Some furs and feathers have work to do. They don’t just live with humans.
Goats are premier weed-whackers. They also love it when we toss them the weeds we have pulled up. (we won’t mention the young trees they also eat...)(or the bizarre fact that they ate the hair off the mini-horse's tail when they shared pasture)
Bunnies like it too.
Angora goats also have soft, spinnable wool. And baby Angora goats are so fuzzy!
This Angora bunny gives wool too.
The boy goats have also learned to be pack animals for hiking. They like hiking because it means they get to nibble anything they find, and climb hills.
A flock of foraging turkeys can really cut down the earwig problem.
Of course there are always openings for apprentice rodent control engineers.
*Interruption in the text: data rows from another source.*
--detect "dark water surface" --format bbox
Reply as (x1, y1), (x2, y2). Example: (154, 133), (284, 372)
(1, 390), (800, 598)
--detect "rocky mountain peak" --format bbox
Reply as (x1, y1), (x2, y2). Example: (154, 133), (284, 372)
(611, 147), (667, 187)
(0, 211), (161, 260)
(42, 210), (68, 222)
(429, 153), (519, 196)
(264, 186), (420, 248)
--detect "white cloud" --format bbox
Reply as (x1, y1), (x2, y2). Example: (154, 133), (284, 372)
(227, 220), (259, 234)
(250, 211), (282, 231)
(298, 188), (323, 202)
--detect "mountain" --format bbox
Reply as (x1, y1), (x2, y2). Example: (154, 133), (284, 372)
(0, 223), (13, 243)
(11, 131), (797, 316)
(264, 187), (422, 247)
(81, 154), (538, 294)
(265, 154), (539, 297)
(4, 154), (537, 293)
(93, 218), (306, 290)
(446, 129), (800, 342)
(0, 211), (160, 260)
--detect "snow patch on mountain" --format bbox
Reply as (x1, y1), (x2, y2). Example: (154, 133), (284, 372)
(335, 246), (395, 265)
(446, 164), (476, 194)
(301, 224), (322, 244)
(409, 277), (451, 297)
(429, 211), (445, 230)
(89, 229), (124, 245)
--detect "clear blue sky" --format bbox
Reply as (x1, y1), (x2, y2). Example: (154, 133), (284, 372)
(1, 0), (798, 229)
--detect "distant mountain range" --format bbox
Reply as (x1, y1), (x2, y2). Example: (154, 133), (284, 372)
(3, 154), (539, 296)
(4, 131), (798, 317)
Hens are supposed to lay eggs for sale. Of course, they don’t agree on the reason for laying eggs. This was the winner of the hide-the-eggs contest, with fifteen peeps hatched.
Sometimes hens share setting duties in a single nest box. Then when the chicks hatch, all the hens try to mother all the chicks. It gets a little confusing.
In cold weather, ducks and chickens are playing off different scripts. Ducks are out in the snow, and any time a human is visible, they are playing Oliver, shouting, “Food, Glorious FOOD!”
Whereas, in the worst of the cold, the hens were hunkered down in the deep straw in the coop doing My Fair Lady: “warm beak, warm wings, warm feet, oh wouldn’t it be loverly”
Sometimes animal moms abandon their babies. Then humans have to help out with warmth and food.
Babycakes the lamb came over to be lamb-sat for a few days. His mama only wanted one lamb, not twins.
and baby bunny found a friend and a snuggly spot.
Sometimes we have guests for lunch.
But most of those seeds are saved for the chickens in the winter, when they need fat to stay warm.